I cannot tell you now where the little girl hid the bundles; but if you will go someday to the land where the little girl lived and stay for a whole year, you can find the old plum thicket and all the word pictures (now tied with heartstrings) and the four seasons will be yours to remember for always and ever.
I did not feel the sense of completion when finishing this simple little story. I had purposely let my pen follow my thoughts without any studied organization as the story evolved, jotting down my thoughts at random.

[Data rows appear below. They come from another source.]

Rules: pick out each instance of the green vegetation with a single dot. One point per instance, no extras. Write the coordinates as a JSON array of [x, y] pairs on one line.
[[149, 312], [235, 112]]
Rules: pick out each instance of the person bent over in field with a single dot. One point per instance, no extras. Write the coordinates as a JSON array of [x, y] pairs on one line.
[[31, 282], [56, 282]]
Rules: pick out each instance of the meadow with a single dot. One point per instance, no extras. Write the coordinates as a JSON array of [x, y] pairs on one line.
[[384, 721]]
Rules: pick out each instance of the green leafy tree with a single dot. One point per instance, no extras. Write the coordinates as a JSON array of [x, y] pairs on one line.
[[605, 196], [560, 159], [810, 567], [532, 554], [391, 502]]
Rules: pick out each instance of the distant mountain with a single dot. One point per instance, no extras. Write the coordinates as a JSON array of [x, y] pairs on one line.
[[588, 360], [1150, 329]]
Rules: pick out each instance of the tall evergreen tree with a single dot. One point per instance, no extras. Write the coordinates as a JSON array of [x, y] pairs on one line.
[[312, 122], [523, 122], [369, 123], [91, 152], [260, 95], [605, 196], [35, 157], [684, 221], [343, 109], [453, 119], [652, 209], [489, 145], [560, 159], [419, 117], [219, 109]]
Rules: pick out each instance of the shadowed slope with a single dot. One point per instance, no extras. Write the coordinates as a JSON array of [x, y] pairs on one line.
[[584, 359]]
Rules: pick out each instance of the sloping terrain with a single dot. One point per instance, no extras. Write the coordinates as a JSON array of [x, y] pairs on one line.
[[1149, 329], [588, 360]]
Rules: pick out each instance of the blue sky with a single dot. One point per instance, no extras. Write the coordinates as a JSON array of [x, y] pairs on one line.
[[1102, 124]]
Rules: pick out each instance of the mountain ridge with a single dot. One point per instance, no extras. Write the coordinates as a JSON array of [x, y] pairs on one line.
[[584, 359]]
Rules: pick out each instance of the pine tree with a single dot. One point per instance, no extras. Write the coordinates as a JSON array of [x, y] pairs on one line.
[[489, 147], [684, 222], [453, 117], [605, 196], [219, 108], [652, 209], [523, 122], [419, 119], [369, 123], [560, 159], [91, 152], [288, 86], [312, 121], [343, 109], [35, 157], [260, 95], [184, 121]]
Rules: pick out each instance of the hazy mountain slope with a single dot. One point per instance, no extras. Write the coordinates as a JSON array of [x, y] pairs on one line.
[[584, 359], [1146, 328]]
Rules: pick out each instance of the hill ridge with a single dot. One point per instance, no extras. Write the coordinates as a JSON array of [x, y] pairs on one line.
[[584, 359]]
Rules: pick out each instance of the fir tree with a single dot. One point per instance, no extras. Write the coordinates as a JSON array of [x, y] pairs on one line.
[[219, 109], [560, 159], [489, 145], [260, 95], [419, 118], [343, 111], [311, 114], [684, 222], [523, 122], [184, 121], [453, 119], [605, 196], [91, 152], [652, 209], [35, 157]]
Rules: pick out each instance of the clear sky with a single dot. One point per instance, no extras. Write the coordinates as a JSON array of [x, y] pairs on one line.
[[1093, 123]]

It was after many months that I discovered what was missing in the story—not that I wanted to change it in any way. I liked the spontaneous words as they spilled out on paper. Expressing the symbolism behind the old plum thicket and the ribbons was missing because I was not consciously aware of it at the time. I discovered that timeless truths lay hidden in my story. The old plum thicket symbolizes that mysterious place in the mind, heart and soul wherein is stored the most endeared remembrances of our childhood. The colored ribbons symbolize the close embrace with which we hold these memories.